EGOISTIC憎愛デジャ・ビュ
「……なぜお前が月那を抱きしめているんだ」
「いや誤解だから!月那が抱き着きたいのは本当はアニキなんだよな!な!?」
焦って言い訳を述べる弟と、俯いてモジモジしている月那を交互に見てから氷河は深い溜息を吐いた。
「俺は千夜になりたい」
「はあ!?なに言っちゃってるんだ!?とうとう月那に精神破壊されたかアニキ!!」
「黙れ」
クルリと二人に背を向けて廊下を歩き出す。
そんな兄の背中を千夜は追いかけた。
「待てよ!なあ!アニキ」
月那をキッチンに戻してから全速力で廊下を走り、兄の肩を掴む。
「なんだ」
「月那になつかれたいんだろ?ならあれだよ。
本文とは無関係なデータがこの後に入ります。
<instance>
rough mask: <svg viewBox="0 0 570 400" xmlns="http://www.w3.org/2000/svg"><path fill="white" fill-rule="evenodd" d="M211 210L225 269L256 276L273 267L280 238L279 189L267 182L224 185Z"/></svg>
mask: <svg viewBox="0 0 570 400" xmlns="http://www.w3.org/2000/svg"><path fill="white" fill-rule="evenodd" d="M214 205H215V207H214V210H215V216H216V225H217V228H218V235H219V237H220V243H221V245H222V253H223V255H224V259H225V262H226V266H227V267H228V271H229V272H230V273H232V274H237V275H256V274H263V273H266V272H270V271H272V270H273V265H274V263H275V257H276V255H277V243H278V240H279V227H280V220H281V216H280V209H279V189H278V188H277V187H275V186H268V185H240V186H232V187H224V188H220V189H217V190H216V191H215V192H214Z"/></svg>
押してダメなら引いてみなってやつ!」
「は?」
「アニキは押しまくりだからさ。たまには素っ気なくして月那を寂しがらせんの!そうすりゃ月那の方から甘えてくるって」
「千夜お前っ……月那を寂しがらせてどうする…!!」
「寂しいから擦り寄ってくるんだよ!なんで勉強はできんのにこんな簡単なことがわかんねぇかな~」
そんなふうに言われたら氷河はこう返すしかない。
「ほう…ならやってやろうじゃないか。その“押してダメなら引いてみな”作戦をな」
かくして、作戦は実行に移された。